A Corte concordou com decisão do Tribunal de Justiça do Rio de Janeiro, que, em 2022, já havia mantido a condenação da ex-deputada a 50 anos de prisão.

Em 2022, Flordelis dos Santos de Souza foi condenada pelo Tribunal do Júri pelos crimes de homicídio triplamente qualificado consumado, homicídio duplamente qualificado tentado, associação criminosa armada e uso de documento falso. 

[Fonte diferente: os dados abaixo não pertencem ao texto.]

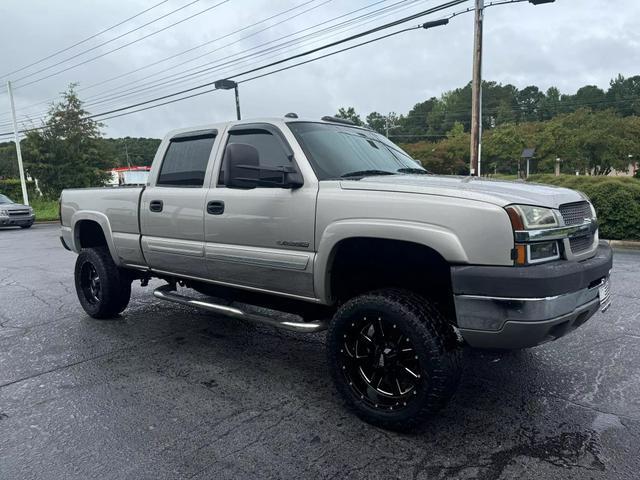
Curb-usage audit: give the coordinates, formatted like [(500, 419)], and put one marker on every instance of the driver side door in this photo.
[(261, 238)]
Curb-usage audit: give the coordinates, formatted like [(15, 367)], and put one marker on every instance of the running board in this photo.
[(166, 292)]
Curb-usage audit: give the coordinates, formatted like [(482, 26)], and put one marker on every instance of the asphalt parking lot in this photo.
[(169, 392)]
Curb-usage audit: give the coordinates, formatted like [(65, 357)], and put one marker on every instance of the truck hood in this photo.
[(13, 206), (497, 192)]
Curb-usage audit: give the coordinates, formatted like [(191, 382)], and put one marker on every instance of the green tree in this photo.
[(8, 160), (66, 152), (349, 113), (376, 121)]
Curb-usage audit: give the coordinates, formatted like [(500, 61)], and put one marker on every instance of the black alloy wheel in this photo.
[(90, 282), (393, 357), (103, 289), (380, 363)]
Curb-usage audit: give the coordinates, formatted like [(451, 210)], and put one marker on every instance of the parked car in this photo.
[(14, 214), (338, 225)]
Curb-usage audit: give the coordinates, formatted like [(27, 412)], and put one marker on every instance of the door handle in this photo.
[(215, 207), (155, 205)]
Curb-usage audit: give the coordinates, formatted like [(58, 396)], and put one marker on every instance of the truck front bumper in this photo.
[(520, 307), (15, 221)]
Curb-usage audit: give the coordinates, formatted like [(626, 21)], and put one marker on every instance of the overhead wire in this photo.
[(392, 24)]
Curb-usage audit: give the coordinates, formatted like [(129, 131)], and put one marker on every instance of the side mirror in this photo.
[(243, 170)]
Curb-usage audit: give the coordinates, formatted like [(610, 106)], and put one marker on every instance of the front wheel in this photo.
[(393, 357), (103, 290)]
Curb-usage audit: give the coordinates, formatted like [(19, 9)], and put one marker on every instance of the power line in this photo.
[(181, 74), (120, 47), (85, 40), (293, 57), (179, 77)]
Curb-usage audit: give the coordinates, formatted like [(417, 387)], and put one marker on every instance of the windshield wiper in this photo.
[(366, 173), (419, 171)]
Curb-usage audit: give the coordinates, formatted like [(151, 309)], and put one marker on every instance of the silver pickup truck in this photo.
[(339, 226)]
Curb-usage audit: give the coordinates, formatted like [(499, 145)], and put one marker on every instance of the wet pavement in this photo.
[(169, 392)]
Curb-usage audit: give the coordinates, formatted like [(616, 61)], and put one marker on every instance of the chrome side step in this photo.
[(167, 293)]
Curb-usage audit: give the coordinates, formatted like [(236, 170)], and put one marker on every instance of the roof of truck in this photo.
[(272, 120)]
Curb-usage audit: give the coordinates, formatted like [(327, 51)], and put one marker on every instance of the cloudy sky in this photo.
[(567, 44)]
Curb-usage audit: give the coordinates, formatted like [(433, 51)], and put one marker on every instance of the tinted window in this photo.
[(335, 150), (185, 162), (270, 148)]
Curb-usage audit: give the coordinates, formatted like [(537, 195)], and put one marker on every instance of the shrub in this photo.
[(616, 200)]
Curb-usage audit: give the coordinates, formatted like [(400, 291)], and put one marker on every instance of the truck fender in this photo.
[(102, 220), (436, 237)]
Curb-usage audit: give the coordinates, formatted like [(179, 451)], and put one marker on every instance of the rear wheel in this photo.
[(103, 290), (393, 357)]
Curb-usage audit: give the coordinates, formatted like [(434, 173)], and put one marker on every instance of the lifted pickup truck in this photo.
[(338, 225)]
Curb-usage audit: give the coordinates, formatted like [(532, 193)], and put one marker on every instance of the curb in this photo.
[(626, 244)]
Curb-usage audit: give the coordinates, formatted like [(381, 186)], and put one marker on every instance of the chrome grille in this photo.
[(575, 213), (18, 213)]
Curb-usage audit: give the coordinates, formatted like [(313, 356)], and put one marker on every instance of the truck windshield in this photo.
[(337, 151)]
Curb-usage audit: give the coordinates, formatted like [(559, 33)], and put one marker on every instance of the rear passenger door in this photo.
[(172, 207)]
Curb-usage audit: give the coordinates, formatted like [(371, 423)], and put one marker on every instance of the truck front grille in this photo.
[(18, 213), (575, 214)]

A ex-deputada foi considerada culpada por planejar o assassinato, ocorrido na casa da família em Niterói (RJ). A motivação, segundo a acusação do Ministério Público, foi o controle das finanças da família e a forma rígida como o pastor administrava os conflitos entre os integrantes.

Segunda instância

A defesa de Flordelis recorreu ao STJ, após a 2ª Câmara Criminal TJRJ negar, por unanimidade, recursos de apelação. 

À segunda instância, os advogados alegaram diversas nulidades processuais, entre as quais a não apresentação de alegações finais na fase de pronúncia e a falta de fundamentação das qualificadoras do crime.

A relatora do caso, desembargadora convocada Nilsoni de Freitas, contudo, entendeu não ter ficado demonstrado o prejuízo concreto para a defesa da ex-deputada. 

A Sexta Turma manteve também a decisão que anulou a absolvição de Rayane dos Santos, Marzy Teixeira e André Luiz de Oliveira – a neta biológica e os dois filhos adotivos da ex-deputada que são acusados de participar do crime.